[Date Prev][Date Next] [Chronological] [Thread] [Top]

Re: [Models] An attribute value should be equal to self




Kurt,

Kurt D. Zeilenga wrote:
At 11:38 PM 3/10/2005, Steven Legg wrote:

I'm asking that LDAPprep not fail.


Given that unassigned code points are to be prohibited
[Section 7, Stringprep] (in at least one of the two involved
strings), and all revisions of Unicode have unassigned
code points, all proper profiles of Stringprep can fail
and will fail in face of unassigned code points.

Not necessarily. Section 7 says that the "list of unassigned code points MUST be given in a profile, and that list MUST be used by implementations of the profile in step 3 (prohibit)". Step 3, i.e. section 5, doesn't say anything about the unassigned code points but does suggest that a profile has a degree of discretion as to which characters to treat as prohibited. In the absence of anything definitive, I think Section 7 is more relevant in that it says "Stored strings using the profile MUST NOT contain any unassigned code points. Queries for matching strings MAY contain unassigned code points". This suggests to me that attribute values MUST NOT contain unassigned code points, but assertion values MAY contain unassigned code points. Stringprep seems to be saying that there are two different preparation algorithms. An algorithm that is applied to stored strings to normalize them and to check for prohibited characters, including unassigned code points, and another algorithm that is applied to query strings to normalize them and check for prohibited characters, but not including unassigned code points. At the moment LDAPprep is not drawing any distinction between a string in an attribute value versus a string in an assertion value. However there are wider implications.
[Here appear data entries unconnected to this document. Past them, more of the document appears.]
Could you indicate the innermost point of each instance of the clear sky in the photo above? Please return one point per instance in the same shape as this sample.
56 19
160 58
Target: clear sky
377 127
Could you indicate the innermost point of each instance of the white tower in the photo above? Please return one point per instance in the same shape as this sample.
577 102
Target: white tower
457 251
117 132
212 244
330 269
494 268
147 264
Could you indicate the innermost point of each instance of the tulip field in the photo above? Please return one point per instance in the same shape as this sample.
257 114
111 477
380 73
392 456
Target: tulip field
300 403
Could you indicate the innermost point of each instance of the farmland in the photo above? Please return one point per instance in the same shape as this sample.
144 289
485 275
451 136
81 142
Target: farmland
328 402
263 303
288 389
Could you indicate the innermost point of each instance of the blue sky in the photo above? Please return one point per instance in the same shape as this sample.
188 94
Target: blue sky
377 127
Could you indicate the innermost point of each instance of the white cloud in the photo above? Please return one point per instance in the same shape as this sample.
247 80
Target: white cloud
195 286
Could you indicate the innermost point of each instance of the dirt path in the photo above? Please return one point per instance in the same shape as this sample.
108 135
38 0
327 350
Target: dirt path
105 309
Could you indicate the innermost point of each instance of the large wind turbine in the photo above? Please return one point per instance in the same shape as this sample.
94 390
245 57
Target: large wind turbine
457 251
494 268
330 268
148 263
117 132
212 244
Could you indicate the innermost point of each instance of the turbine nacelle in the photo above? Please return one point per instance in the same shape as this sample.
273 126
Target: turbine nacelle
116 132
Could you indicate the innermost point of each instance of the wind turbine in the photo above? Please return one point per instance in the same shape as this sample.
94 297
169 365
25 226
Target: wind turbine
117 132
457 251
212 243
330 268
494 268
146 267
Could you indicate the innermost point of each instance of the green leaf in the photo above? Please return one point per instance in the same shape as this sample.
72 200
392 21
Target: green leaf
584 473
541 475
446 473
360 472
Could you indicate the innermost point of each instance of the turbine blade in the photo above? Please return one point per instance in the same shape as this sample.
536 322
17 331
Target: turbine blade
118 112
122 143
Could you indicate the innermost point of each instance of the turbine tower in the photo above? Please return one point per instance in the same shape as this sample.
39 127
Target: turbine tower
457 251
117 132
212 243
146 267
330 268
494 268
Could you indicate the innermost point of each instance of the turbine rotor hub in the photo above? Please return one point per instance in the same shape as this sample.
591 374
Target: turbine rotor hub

A requirement that R(X, X) == TRUE, with LDAPprep as it is currently
defined, will have the effect of preventing attribute values from
containing prohibited characters, but only for strings that are
examined by the equality matching rule for the attribute. There is
nothing that stops the DESC field in an attribute type description,
for example, from containing prohibited characters (including unassigned
code points). If we are to follow the spirit of stringprep then I
think that means we must prevent prohibited characters appearing in
any part of an attribute value, regardless of the equality matching rule
for the attribute. After all, with component matching any part of any
attribute value can be matched.

Incidentally, I wouldn't be adverse to a blanket ban on unassigned
code points in every part of every attribute value, as long as LDAPprep
doesn't fail if they appear in an assertion value. We have discretion
as to what other characters are to be prohibited from attribute values.

Something that isn't clear to me is how stringprep is supposed to
apply to stored values. I guess that the intent is that one should
apply the stringprep profile to each string that is about to be
stored and if that returns an error (because it contains prohibited
characters) then the string should be rejected. However Section 7.1
says "Stored strings MUST NOT contain any code points outside of AO
for the latest version of a profile. That is, they are forbidden to
contain code points from the MN, D, or U categories". I take this to
mean that what one is actually supposed to store is the output of
stringprep, i.e. the normalized string. We aren't doing that.

I think we are falling short of the intent of stringprep.

That is, LDAPprep can fail.  There is no way to escape
this (and still have LDAPprep be a profile of the
StringPrep algorithm).

As you noted, troublesome characters should not be mapped
to nothing as that causes string+garbage to match string.
But mapping those troublesome characters to the replacement
character makes little sense.  If the replacement character
is prohibited, then the mapping has zero impact.  If the
replacement character is allowed, then string+garbage
would be equal to string+replacement.  I think this
is inappropriate as if we say the replacement character
is not a troublesome character, then no troublesome
character should match it.

If garbage is mapped then it has to be mapped to something. The replacement character seems to be the most appropriate because it already carries the sense of something that cannot be properly represented.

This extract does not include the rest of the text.